I'm trying to read a binary file into a C# struct. The file was created from C and the following code creates 2 bytes out of the 50+ byte rows.

unsigned short nDayTimeBitStuffed = atoi( LPCTSTR( strInput) );
unsigned short nDayOfYear         = (0x01FF & nDayTimeBitStuffed);
unsigned short nTimeOfDay         = (0x01F  & (nDayTimeBitStuffed >> 9) );

Binary values on the file are 00000001 and 00000100.

The expected values are 1 and 2, so I think some bit ordering/swapping is going on but not sure.
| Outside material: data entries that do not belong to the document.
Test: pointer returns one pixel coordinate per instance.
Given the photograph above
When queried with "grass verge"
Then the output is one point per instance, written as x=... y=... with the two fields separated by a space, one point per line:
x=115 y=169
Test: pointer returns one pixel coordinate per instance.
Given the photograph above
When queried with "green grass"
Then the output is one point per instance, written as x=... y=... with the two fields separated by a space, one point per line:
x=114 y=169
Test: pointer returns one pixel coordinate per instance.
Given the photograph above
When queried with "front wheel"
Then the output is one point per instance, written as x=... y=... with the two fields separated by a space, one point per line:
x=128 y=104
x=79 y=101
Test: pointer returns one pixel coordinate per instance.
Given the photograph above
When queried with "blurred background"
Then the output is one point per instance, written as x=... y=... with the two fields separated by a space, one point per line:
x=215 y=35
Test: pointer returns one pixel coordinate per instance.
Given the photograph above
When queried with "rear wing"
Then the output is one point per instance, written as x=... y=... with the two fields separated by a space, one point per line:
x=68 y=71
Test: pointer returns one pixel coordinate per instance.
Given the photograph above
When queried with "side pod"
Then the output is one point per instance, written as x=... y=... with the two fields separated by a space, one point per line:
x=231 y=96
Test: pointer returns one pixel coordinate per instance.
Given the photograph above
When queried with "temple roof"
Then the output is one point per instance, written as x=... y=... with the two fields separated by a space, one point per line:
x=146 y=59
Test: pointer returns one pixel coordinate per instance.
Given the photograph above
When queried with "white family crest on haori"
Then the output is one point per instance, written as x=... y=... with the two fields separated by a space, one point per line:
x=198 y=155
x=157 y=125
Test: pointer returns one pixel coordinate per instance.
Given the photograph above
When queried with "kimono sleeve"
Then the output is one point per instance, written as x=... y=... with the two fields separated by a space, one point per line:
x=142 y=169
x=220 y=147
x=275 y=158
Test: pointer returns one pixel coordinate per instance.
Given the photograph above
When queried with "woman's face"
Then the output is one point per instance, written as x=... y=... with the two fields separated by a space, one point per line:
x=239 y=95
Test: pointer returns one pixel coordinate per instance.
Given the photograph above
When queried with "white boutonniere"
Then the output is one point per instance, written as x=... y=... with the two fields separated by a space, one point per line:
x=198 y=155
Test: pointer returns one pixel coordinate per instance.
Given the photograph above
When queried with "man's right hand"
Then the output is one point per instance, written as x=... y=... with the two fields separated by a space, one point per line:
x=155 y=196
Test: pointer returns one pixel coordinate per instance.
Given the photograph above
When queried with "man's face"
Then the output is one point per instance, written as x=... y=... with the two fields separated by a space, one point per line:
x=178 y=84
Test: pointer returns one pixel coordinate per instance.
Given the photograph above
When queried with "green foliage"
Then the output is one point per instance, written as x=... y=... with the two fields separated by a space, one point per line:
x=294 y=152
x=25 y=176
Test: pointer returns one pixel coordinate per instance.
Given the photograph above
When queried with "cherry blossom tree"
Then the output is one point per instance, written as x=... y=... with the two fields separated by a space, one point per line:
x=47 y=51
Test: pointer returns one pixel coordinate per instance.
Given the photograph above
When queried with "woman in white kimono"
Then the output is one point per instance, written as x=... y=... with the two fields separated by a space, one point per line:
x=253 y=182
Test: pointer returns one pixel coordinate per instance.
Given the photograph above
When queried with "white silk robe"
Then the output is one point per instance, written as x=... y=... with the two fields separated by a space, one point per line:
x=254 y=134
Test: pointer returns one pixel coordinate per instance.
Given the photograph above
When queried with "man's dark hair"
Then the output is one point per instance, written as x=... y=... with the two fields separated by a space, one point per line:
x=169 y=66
Any help would be greatly appreciated.

Thanks!

Answer 1

The answer is 'it depends' - most notably on the machine, and also on how the data is written to the file. Consider:

unsigned short x = 0x0102;
write(fd, &x, sizeof(x));

On some machines (Intel), the low-order byte (0x02) will be written before the high-order byte (0x01); on others (PPC, SPARC), the high-order byte will be written before the low-order one.

So, from a little-endian (Intel) machine, you'd see the bytes:

0x02 0x01

But from a big-endian (PPC) machine, you'd see the bytes:

0x01 0x02

Your bytes appear to be 0x01 and 0x04. Your calculation for 0x02 appears flawed.

The C code you show doesn't write anything. The value in nDayOfYear is the bottom 9 bits of the input value; the nTimeOfDay appears to be the next 5 bits (so 14 of the 16 bits are used).

For example, if the value in strInput is 12141 decimal, 0x2F6D, then the value in nDayOfYear would be 365 (0x16D) and the value in nTimeOfDay would be 23 (0x17).

It is a funny storage order; you can't simply compare the two values whereas if you packed the day of year in the more significant portion of the value and time into the less significant, then you could compare values as simple integers and get the correct comparison.

Answer 2

The expected file contents are very much related to the processor and compiler used to create the file, if it's binary.

I'm assuming a Windows machine here, which uses 2 bytes for a short and puts them in little endian order.

Your comments don't make much sense either. If it's two bytes then it should be using two chars, not shorts. The range of the first is going to be 1-365, so it definitely needs more than a single byte to represent. I'm going to assume you want the first 4 bytes, not the first 2.

This means that the first byte will be bits 0-7 of the DayOfYear, the second byte will be bits 8-15 of the DayOfYear, the third byte will be bits 0-7 of the TimeOfDay, and the fourth byte will be bits 8-15 of the TimeOfDay.